Ethan Nomo, champion de France de taekwondo à 14 ans, vise toujours plus haut
Ethan Nomo a récemment remporté le titre de champion de France de taekwondo, un objectif qu’il convoitait depuis longtemps. « Ça faisait longtemps que je convoitais ce titre. Quand j’ai gagné, je n’avais même plus les mots pour parler. J’ai simplement célébré et profité du moment avant d’appeler les personnes qui comptent pour moi », a déclaré l’adolescent. Pour atteindre la plus haute marche du podium, il a dû se défaire d’un adversaire membre de l’équipe de France en demi-finale. « Avant le combat, j’étais un peu défaitiste. Lorsque j’ai gagné, j’ai commencé à comprendre que je pouvais atteindre mon objectif », a-t-il ajouté. Ce moment de succès est gravé dans sa mémoire : « Je me suis jeté dans les bras de mon père et nous sommes tombés en arrière », sourit Ethan.

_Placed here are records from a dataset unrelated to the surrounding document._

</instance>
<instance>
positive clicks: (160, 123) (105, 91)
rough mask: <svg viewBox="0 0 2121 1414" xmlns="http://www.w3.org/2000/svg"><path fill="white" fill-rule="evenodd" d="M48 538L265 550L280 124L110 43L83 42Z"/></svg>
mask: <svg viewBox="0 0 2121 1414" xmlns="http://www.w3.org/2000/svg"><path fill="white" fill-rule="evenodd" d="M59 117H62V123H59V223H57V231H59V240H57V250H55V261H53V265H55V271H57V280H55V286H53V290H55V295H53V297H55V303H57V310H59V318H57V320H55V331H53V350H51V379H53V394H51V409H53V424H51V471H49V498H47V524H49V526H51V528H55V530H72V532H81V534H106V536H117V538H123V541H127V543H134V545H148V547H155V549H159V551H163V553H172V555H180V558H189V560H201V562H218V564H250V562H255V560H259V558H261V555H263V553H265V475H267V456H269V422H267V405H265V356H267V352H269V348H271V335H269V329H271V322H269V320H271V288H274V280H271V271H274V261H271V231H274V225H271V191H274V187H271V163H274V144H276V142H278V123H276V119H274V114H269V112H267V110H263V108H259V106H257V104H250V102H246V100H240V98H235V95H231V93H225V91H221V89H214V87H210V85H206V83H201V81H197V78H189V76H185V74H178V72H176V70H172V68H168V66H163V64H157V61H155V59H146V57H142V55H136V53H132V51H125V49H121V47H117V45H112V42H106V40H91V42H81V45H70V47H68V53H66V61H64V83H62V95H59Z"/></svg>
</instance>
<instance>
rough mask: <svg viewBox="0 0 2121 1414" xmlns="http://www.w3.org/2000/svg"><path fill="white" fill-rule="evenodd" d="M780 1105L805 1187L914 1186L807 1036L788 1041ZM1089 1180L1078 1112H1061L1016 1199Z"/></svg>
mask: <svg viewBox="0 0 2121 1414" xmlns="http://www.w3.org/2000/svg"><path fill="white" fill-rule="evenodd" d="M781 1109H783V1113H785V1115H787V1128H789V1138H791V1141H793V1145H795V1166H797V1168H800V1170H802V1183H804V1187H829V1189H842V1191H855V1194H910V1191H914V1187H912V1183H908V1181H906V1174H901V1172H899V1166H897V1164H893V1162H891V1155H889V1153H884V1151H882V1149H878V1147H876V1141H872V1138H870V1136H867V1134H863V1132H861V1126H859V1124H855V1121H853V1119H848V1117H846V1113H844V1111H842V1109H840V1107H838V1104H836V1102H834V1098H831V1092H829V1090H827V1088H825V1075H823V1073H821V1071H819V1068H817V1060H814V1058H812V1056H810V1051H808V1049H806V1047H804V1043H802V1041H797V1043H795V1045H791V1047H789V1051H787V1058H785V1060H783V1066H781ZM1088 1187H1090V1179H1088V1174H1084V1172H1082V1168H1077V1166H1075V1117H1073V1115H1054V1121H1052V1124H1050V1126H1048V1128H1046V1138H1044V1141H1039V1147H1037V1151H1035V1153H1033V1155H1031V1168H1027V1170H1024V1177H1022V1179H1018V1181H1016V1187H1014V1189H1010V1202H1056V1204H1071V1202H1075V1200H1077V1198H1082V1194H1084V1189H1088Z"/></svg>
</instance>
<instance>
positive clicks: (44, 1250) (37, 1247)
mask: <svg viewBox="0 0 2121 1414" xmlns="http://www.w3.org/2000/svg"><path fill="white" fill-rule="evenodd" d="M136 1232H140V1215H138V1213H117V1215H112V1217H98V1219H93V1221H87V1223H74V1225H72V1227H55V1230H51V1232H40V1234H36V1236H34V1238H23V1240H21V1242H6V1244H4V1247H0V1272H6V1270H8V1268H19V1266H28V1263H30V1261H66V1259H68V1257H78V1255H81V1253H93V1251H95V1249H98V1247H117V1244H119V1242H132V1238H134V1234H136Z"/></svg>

Chez les Nomo, le taekwondo est une tradition familiale. Justin Landry, le père d’Ethan, a fondé le club de Tosse il y a plus de dix ans et a lui-même connu le succès en compétition. Ethan, passionné par cet art martial, bénéficie du soutien de son père dans sa progression. « Quand il a commencé à s’intéresser à cette discipline, j’ai voulu qu’il la pratique correctement. Mon idée n’était pas qu’il devienne un grand champion, mais en le voyant travailler, je me suis rendu compte qu’il était capable d’aller très haut », se souvient Justin.
Pour sa première compétition à l’âge de 8 ans, Ethan ne mesurait pas l’importance de l’événement. Après avoir perdu, il a déclaré à son père : « Plus jamais je ne me ferai battre ». Depuis, il a participé à environ trente compétitions, remportant la médaille d’or dans les trois quarts des cas. Malgré quelques échecs, notamment pour décrocher le titre de champion de France à deux reprises, il persévère.
Justin Landry Nomo, qui jongle entre son rôle de père et d’entraîneur, reconnaît la difficulté de cette double casquette. « C’est très, très difficile. Je serais un menteur si je vous disais le contraire », admet-il. Ethan s’entraîne entre cinq et dix heures par semaine et suit une routine avant chaque combat pour se concentrer. « Je suis dans une espèce de bulle où il est très difficile de me déconcentrer. Je suis chrétien, donc je prie. Et dès que je fais ça, je me sens bien », explique-t-il.
À seulement 14 ans, Ethan fait preuve d’une maturité remarquable. Son père l’encourage à explorer d’autres passions, soulignant l’importance d’un équilibre entre le sport et les études. « Je ne veux pas me retrouver à 30 ans sans pouvoir exercer un métier », conclut-il.